The stories in this collection are a striking reflection of a changing local society, and of its writers’ preoccupations and response to those changes: a Liverpool woman inherits a cottage in Gwynedd; a minister of religion prepares to go to prison on a matter of principle; a Reverend questioning his own roots mediates in a household where a wife is abandoning her husband and home of forty years to go and live in Spain; a woman returns from London to her dead grandfather’s house to have his past re-written by The Woman next door.
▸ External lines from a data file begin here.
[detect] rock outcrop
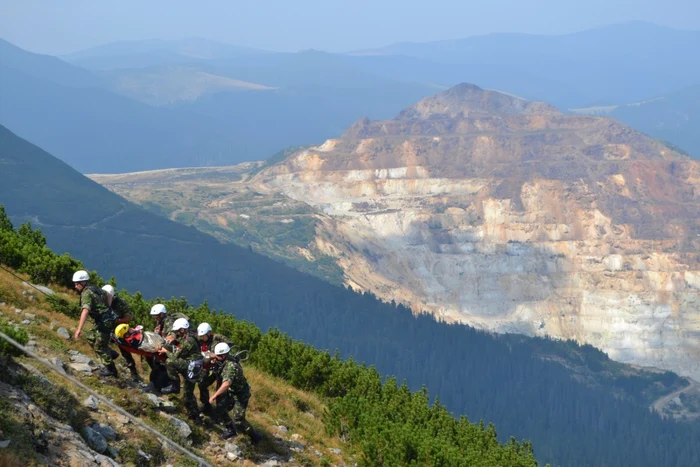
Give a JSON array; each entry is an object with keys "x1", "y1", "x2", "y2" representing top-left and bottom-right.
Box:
[{"x1": 257, "y1": 83, "x2": 700, "y2": 380}]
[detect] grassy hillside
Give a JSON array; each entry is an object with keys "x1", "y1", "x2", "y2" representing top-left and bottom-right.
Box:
[
  {"x1": 3, "y1": 125, "x2": 700, "y2": 466},
  {"x1": 0, "y1": 267, "x2": 356, "y2": 467}
]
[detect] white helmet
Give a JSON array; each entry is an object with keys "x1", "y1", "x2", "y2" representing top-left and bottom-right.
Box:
[
  {"x1": 72, "y1": 270, "x2": 89, "y2": 282},
  {"x1": 102, "y1": 284, "x2": 115, "y2": 296},
  {"x1": 172, "y1": 318, "x2": 189, "y2": 331},
  {"x1": 150, "y1": 304, "x2": 167, "y2": 315},
  {"x1": 214, "y1": 343, "x2": 230, "y2": 355},
  {"x1": 197, "y1": 323, "x2": 212, "y2": 337}
]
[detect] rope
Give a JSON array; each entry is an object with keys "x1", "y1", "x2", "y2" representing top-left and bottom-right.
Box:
[
  {"x1": 0, "y1": 264, "x2": 57, "y2": 298},
  {"x1": 0, "y1": 329, "x2": 213, "y2": 467}
]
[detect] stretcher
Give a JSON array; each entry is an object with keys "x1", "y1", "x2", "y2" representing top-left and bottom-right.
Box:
[
  {"x1": 117, "y1": 340, "x2": 168, "y2": 362},
  {"x1": 113, "y1": 327, "x2": 168, "y2": 362}
]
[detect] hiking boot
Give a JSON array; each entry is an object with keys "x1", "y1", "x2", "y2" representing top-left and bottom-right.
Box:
[
  {"x1": 200, "y1": 403, "x2": 213, "y2": 415},
  {"x1": 128, "y1": 366, "x2": 141, "y2": 383},
  {"x1": 190, "y1": 414, "x2": 203, "y2": 427},
  {"x1": 221, "y1": 423, "x2": 237, "y2": 440},
  {"x1": 160, "y1": 383, "x2": 181, "y2": 394},
  {"x1": 98, "y1": 363, "x2": 118, "y2": 377},
  {"x1": 248, "y1": 428, "x2": 262, "y2": 445}
]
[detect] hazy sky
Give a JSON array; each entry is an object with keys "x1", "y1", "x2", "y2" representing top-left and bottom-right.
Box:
[{"x1": 1, "y1": 0, "x2": 699, "y2": 55}]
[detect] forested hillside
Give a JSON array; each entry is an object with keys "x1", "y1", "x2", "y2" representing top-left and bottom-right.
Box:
[
  {"x1": 0, "y1": 212, "x2": 538, "y2": 466},
  {"x1": 2, "y1": 126, "x2": 700, "y2": 466}
]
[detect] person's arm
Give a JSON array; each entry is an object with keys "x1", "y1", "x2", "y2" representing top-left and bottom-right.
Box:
[
  {"x1": 115, "y1": 312, "x2": 132, "y2": 325},
  {"x1": 209, "y1": 380, "x2": 231, "y2": 404},
  {"x1": 113, "y1": 297, "x2": 132, "y2": 325},
  {"x1": 74, "y1": 308, "x2": 89, "y2": 339}
]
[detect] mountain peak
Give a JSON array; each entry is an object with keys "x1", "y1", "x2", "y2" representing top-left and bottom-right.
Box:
[{"x1": 396, "y1": 83, "x2": 560, "y2": 120}]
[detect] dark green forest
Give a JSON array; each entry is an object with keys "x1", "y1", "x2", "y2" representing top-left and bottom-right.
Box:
[{"x1": 2, "y1": 125, "x2": 700, "y2": 466}]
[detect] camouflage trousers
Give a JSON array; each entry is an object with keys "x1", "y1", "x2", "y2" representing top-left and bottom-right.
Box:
[
  {"x1": 165, "y1": 359, "x2": 198, "y2": 417},
  {"x1": 84, "y1": 328, "x2": 113, "y2": 366},
  {"x1": 219, "y1": 387, "x2": 252, "y2": 434},
  {"x1": 198, "y1": 371, "x2": 222, "y2": 405}
]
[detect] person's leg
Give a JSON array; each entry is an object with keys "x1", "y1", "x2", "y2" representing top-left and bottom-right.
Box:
[
  {"x1": 93, "y1": 330, "x2": 118, "y2": 377},
  {"x1": 183, "y1": 379, "x2": 201, "y2": 424},
  {"x1": 161, "y1": 360, "x2": 182, "y2": 394},
  {"x1": 198, "y1": 371, "x2": 217, "y2": 409},
  {"x1": 119, "y1": 347, "x2": 140, "y2": 381},
  {"x1": 217, "y1": 392, "x2": 237, "y2": 439}
]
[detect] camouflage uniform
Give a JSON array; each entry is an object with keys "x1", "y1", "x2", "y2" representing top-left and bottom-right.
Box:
[
  {"x1": 111, "y1": 295, "x2": 138, "y2": 370},
  {"x1": 165, "y1": 332, "x2": 200, "y2": 416},
  {"x1": 81, "y1": 286, "x2": 116, "y2": 366},
  {"x1": 111, "y1": 295, "x2": 132, "y2": 322},
  {"x1": 154, "y1": 312, "x2": 190, "y2": 339},
  {"x1": 147, "y1": 312, "x2": 189, "y2": 372},
  {"x1": 217, "y1": 356, "x2": 254, "y2": 436},
  {"x1": 198, "y1": 334, "x2": 229, "y2": 406}
]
Contributions from both from Welsh-language writers in translation and Welsh writers in English have been carefully selected by the editor, including Kate Roberts, Siân James, Emyr Humphreys and Angharad Price. The variety of stories have also been well chosen for the different ways in which they evoke the region; some make explicit reference to their locale and in others the place is strongly felt if not directly named.

The importance of place and the natural world as a metaphor for complex human relationships is felt throughout: Brenda Chamberlain’s through the troubled waters of her alter ego where ‘her mind had too much freedom in these gulfs’, making her way back to her sick husband by boat, alone through the night mist to Ynys Enlli; the evocative descriptions of light reflected on the sea and the bodies of Robert Llywelyn’s lovers; the charming image of the garden and the Welsh kitchen in Kate Roberts’s ‘A Summer Day’; and the sensual description of the seal cave where John Sam Jones’s young men make love.

As editor Dewi Roberts points out in his foreword, it is W.J. Gruffydd’s story, ‘Dripping Leaves’, which captures most succinctly the overriding theme of the collection. A middle-aged man returns to the square mile of his youth reflecting on the people who ‘lived in a small circle, seeing only small things…and yet they had something in their lives that he, for all his success and learning, did not have, something he had not found in all his wanderings over five continents.’

These words (written at a time when the term globalization was probably not in use) reflect the strange paradox we find ourselves in today, in a society where, as Jim Perrin notes, ‘technology has both shrunk our world and enlarged it far beyond a graspable human scale in the same process.’ He goes on to say that the short story in Welsh and Anglo-Welsh literature plays a vital role in mediating ‘the resulting confusion’. This is something that almost all of these stories explore and prove: that in such a challenging world, the local and the personal have the power to transcend again and again, in the hands of an accomplished writer.